- The Washington Times - Wednesday, July 1, 2009

The Obama administration Tuesday proposed legislation for a financial oversight agency designed to protect consumers and investors from unscrupulous deals - a plan praised by Democrats, but met with skepticism on Wall Street.

The proposal also faces a political tussle on Capitol Hill, where pro-business Republicans have opposed past administration attempts at bank reform.

The White House sent Congress a 152-page draft bill to create the Consumer Financial Protection Agency, which it says would offer greater consumer protections for such financial products as mortgages, credit cards and loans by establishing simpler and more transparent rules and regulations.
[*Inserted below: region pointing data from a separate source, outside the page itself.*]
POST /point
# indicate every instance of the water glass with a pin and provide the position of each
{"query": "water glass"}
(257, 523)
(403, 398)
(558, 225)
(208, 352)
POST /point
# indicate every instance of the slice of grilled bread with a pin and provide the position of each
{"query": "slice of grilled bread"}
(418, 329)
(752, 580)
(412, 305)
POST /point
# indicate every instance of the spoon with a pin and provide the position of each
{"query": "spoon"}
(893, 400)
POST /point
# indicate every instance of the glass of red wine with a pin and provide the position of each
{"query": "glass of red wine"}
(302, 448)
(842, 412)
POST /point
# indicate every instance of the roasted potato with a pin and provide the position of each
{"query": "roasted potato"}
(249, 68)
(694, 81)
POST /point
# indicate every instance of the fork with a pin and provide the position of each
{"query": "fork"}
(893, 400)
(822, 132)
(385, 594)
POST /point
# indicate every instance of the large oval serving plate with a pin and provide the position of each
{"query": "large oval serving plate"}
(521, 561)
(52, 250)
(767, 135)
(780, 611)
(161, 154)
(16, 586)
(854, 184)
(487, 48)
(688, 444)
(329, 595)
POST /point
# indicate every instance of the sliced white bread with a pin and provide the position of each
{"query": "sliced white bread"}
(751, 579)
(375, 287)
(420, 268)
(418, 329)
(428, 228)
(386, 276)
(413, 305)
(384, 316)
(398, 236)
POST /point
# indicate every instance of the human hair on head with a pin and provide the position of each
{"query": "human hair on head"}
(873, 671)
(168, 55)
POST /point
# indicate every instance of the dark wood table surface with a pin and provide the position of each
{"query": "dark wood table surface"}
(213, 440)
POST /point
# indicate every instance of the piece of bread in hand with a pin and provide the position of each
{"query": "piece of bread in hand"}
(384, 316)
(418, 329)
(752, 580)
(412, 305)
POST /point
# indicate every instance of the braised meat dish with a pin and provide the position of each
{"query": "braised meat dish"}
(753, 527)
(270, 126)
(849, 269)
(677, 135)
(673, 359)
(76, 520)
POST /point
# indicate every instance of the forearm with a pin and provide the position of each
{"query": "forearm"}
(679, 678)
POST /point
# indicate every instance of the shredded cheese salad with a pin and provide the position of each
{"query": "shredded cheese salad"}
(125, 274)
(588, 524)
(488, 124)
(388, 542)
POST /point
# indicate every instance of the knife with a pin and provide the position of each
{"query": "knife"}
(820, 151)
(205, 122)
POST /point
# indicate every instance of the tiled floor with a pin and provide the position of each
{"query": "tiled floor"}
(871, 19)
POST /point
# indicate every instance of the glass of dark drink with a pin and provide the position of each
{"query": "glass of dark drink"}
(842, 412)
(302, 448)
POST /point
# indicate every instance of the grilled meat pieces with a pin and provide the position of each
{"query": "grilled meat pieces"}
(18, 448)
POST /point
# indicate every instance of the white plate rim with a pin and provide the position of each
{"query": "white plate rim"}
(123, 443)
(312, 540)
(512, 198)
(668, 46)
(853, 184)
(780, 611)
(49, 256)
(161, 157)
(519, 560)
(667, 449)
“This agency will have the power to set standards so that companies compete by offering innovative products that consumers actually want - and actually understand,” said President Obama, whose administration first announced plans for the agency about two weeks ago.

Mr. Obama promised that the most unfair practices by financial institutions would be banned, such as “those ridiculous contracts with pages of fine print that no one can figure out,” adding that “those things will be a thing of the past.”

The agency, if enacted by Congress, would consolidate many of the regulatory duties that are spread over several agencies, such as the Federal Reserve and other regulatory agencies.

“Consumer protection will have an independent seat at the table in our financial regulatory system,” Treasury Secretary Timothy F. Geithner said. “By consolidating accountability in one place, we will reduce gaps in federal supervision and enforcement.”

Financial institutions argue that tighter controls and more regulations would stifle investments and innovation in the financial world and possibly slow down the flow of capital through the markets, a scenario blamed for last year’s Wall Street meltdown.

The “agency would actually harm consumers by increasing the cost of financial products and reducing the availability of credit and consumer choices,” said Steve Bartlett, president and chief executive of the Financial Services Roundtable, a trade group representing the largest U.S. financial services firms.

Rep. Spencer Bachus, the top Republican on the House Financial Services Committee, said American consumers - not a new federal agency - are best positioned to make financial decisions affecting their lives.

The Alabama lawmaker added that the new agency would create a “Good Housekeeping” seal of approval for the financial products that are available, giving consumers a false sense of security that may prevent them from engaging in their own due diligence.

The American Bankers Association said industry supports “effective consumer protection,” but that improving the current regulatory structure is a better solution.

“There is no shortage of laws designed to protect consumers,” said ABA President and Chief Executive Edward L. Yingling.

Senate banking committee Chairman Christopher J. Dodd pushed back at those on Wall Street reluctant at the prospect of more oversight, and called the administration’s bill a “bold and aggressive plan” to defend against a future financial crisis.

“It is unbelievable that some of the same irresponsible actors that helped create the current financial mess would argue that we are doing too much for consumers,” the Connecticut Democrat said. “Don’t they realize that they need a healthy customer base if they want to continue to be successful?”

The bill likely will evolve as it winds through Congress.

House Financial Services Committee Chairman Barney Frank said that while the committee “will exercise its own judgment on the specifics … it is helpful to have the administration’s proposals as well, because I believe there is a great deal of common ground between us.”

The Massachusetts Democrat added that he hopes his panel can pass the bill before the August congressional break.

“I have made the creation of the agency one of our highest priorities,” he said.